When it was my turn to hold the damn kick pad, their kicks are so strong my arm actually flew back.

The third kick we did was the turning side kick, 5 per side. I hate this kick. I hate turning my back on the target or opponent. My foot just couldn’t land on the target. Well, I landed a few, but most of my kicks missed the kick shield. UGH. GAH. I was such a loser. So I volunteered to hold the shield next. Might as well get that over. This time they didn’t hold back. Well, one of them did, I think. And this kick is actually more powerful than the 45. Yung 45, sipa, ito, tadyak. So, yeah, I was repeatedly thrown back and the kick shield offered no shield, really. It was actually hazardous: the black belt’s kicks caused the shield to hit me on my chin and mouth and, voila, bleeding lip. Good thing it was the inside part, since it’d be embarrassing if any of them saw the blood. That was the last drill, thank goodness.

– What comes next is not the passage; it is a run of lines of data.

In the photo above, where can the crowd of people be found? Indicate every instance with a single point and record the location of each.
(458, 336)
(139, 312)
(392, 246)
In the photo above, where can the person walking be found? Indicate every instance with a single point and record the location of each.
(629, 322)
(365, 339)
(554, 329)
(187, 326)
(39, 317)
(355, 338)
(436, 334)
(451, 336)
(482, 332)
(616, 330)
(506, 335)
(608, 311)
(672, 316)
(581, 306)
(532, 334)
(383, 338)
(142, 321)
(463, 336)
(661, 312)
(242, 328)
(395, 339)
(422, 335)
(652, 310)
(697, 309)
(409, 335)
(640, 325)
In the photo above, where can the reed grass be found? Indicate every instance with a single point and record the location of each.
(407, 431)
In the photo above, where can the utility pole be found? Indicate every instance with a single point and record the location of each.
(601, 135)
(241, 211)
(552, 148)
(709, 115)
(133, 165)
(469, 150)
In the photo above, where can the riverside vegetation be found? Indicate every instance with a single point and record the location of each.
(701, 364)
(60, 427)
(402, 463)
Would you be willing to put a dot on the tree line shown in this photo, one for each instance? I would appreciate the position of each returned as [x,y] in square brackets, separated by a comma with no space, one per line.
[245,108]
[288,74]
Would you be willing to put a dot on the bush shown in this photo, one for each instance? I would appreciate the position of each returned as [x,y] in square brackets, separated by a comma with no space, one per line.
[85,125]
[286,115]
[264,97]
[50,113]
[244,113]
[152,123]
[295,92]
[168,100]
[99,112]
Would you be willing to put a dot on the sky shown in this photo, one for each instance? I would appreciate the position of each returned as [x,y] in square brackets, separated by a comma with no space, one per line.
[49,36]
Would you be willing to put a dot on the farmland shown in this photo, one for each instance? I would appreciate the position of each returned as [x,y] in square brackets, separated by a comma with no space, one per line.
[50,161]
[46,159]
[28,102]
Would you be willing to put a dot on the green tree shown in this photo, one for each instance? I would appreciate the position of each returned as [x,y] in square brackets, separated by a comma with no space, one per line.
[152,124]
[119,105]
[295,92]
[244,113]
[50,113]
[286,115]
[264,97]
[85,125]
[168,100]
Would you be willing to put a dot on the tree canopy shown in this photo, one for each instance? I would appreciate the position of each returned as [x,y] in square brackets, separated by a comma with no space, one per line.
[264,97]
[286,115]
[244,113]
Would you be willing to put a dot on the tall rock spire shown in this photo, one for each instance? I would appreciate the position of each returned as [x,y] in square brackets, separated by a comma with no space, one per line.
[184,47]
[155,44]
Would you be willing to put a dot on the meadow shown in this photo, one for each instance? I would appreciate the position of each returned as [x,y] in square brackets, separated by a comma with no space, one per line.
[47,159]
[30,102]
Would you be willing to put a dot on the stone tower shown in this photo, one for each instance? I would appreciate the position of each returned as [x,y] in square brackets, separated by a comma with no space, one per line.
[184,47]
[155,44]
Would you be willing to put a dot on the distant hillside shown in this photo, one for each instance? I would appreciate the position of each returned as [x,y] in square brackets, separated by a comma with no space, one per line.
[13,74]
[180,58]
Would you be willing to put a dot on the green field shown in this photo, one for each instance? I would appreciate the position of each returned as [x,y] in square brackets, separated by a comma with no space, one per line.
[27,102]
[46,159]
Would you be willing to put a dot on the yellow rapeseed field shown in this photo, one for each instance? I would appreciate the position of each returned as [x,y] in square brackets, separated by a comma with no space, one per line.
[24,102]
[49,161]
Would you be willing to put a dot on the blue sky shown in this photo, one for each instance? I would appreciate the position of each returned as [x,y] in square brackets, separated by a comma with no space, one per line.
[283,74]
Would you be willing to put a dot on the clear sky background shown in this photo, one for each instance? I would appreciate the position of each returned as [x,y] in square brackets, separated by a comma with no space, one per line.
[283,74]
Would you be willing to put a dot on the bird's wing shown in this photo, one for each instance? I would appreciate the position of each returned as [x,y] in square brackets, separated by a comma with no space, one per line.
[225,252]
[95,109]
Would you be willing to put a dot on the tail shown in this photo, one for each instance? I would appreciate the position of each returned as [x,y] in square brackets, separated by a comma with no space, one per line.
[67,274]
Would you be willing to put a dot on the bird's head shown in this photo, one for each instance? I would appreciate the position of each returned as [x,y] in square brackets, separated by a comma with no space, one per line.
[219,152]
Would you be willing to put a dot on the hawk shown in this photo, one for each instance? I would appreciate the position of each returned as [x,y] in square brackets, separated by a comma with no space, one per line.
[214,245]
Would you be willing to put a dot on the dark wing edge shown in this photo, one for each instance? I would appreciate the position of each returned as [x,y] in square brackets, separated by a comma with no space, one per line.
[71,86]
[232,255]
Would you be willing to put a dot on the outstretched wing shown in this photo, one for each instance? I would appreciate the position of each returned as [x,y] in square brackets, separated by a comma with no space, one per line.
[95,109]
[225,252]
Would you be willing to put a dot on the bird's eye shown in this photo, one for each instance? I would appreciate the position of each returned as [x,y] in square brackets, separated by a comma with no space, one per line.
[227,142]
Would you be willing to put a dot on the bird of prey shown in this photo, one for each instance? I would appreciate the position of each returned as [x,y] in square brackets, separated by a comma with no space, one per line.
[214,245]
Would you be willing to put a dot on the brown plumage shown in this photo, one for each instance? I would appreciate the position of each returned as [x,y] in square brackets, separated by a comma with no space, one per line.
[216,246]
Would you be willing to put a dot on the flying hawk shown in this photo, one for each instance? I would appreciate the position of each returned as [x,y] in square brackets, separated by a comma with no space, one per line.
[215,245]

So. Let’s assess. My arms are sore with a big bruise forming on my right arm. My feet are sore from all that kicking, my right foot especially. I have a bleeding lip. I have a scraped left elbow. My joints are aching from all the stretching. My whole body is tired and aching. And the pain will probably worsen when I wake up tomorrow.

Did I mention that this is my fifth PE, and so I basically don’t need it?

BUT I’M EXHILARATED.

When I got home, the first thing I did (apart from logging on to facebook) was to google taekwondo and youtube the kicks. Then I practiced the turning side kick for a bit. I just love doing this.

On my way home, I was thinking if I regret telling Sahbumnim that I’m a yellow belt. My life would have been easier if I stayed with the rest of the class. But then it won’t be challenging. I’m pushing myself to the limits, I’m raising my pain threshold and I am enjoying myself despite the pain. Maybe I have masochistic tendencies? Another tension of opposites, then: I am afraid of pain and torture, but I’m okay with this kind of pain.

It’s going to be hard, but I sure as hell am going to enjoy this. I’m excited for the next meeting!